Recently, there has been much debate regarding the efficacy of antidepressants in the treatment of adults with major depressive disorder (MDD) due to the often-high levels of response to placebo in many clinical trials. Relatedly, the argument has been made that perceived efficacy of antidepressants in treating MDD may be due to a "breaking-the-blind" effect whereby patients enrolled in placebo-controlled trials who experience an adverse event realize that they are in the active drug arm of the trial and, consequently, experience a greater relief of depressive symptoms than can actually be attributed to pharmacological actions of medication itself.
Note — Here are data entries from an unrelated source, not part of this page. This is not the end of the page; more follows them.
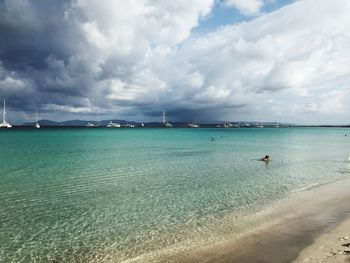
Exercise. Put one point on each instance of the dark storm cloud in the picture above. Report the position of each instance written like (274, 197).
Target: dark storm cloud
(126, 58)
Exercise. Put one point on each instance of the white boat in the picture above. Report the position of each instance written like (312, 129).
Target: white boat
(165, 123)
(225, 125)
(4, 123)
(91, 125)
(37, 126)
(113, 125)
(192, 125)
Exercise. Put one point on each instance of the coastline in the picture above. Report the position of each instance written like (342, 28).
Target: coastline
(292, 231)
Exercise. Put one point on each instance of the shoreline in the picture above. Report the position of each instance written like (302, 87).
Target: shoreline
(290, 232)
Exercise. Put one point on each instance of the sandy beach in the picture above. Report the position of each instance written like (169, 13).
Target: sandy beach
(312, 227)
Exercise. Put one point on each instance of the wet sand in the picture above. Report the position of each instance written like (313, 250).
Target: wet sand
(297, 226)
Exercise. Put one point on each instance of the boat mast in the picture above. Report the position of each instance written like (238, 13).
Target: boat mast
(36, 113)
(98, 116)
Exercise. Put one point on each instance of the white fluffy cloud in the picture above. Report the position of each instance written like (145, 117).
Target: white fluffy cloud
(246, 7)
(128, 57)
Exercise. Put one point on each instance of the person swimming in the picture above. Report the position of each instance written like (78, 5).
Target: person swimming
(265, 159)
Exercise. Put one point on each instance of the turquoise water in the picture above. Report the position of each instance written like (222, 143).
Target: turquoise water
(94, 195)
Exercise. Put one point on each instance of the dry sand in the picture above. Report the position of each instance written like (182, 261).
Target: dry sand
(333, 246)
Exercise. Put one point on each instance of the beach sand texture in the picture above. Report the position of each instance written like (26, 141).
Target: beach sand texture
(330, 247)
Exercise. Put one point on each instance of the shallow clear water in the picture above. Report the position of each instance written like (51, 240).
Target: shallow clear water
(101, 194)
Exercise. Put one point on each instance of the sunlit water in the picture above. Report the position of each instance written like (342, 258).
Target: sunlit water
(111, 194)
In this "mega-analysis" investigating over 3,000 patients taking paroxetine, citalopram, or placebo, Hieronymus and colleagues sought to investigate the possibility and extent of the placebo-breaking-the-blind hypothesis. The authors found that the presence of antidepressant-related adverse effects was not required in order to see improvement in symptoms of depression (over placebo) and that severity of adverse effects did not correlate with degree of symptom improvement. These data indicate that antidepressants (at least the selective serotonin reuptake inhibitors (SSRIs; paroxetine and citalopram) are effective in the treatment of adult MDD and that the superiority of SSRIs over placebo in clinical trials is not due to a breaking-the-blind effect.

References

Hieronymus F, Lisinski A, Nilsson S et al. Efficacy of serotonin reuptake inhibitors in the absence of side effects: a mega-analysis of citalopram and paroxetine in adult depression. Mol Psychiatry 2017; Epub ahead of print.